Additional SQL Server features and topics not covered by specific categories
Yes. the lock resource is a hash, two different rows may get the same lock-resource value, and therefore with some bad luck, you can get blocking or even deadlocks with unrelated rows, because they have the same lock hash.

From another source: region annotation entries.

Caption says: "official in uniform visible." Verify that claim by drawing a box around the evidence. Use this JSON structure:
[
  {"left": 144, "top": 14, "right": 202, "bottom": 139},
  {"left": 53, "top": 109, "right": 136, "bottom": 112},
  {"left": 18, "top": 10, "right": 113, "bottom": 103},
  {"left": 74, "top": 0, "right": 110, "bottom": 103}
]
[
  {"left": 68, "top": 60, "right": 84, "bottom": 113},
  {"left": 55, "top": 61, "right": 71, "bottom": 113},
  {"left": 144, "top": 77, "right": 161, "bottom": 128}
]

However, it is not correct that the hash is computed from nvarchar values only. The lock hash is computed from the key values. Look at this:
CREATE TABLE nisse (Col1 nvarchar(20) NOT NULL,
Col2 nvarchar(20) NOT NULL,
Col3 date NOT NULL,
PRIMARY KEY(Col1, Col2, Col3))
go
INSERT nisse (Col1, Col2, Col3)
VALUES('AB123.12', '1', '2023-02-12'),
('AB123.1', '21', '2023-02-12'),
('AB123.1', '21', '2023-12-12')
go
SELECT *, %%LOCKRES%%
FROM nisse
go
DROP TABLE nisse
The rows with the same date indeed has the same lock resource because of the accident with the strings. But the row with a different date also has a different lock resource.
It is difficult to give advice how you should deal with your deadlocks, since I don't know about your application. But I as said, I think it takes a bit of bad luck to end up in this situation, and some trickery may be needed to work around it.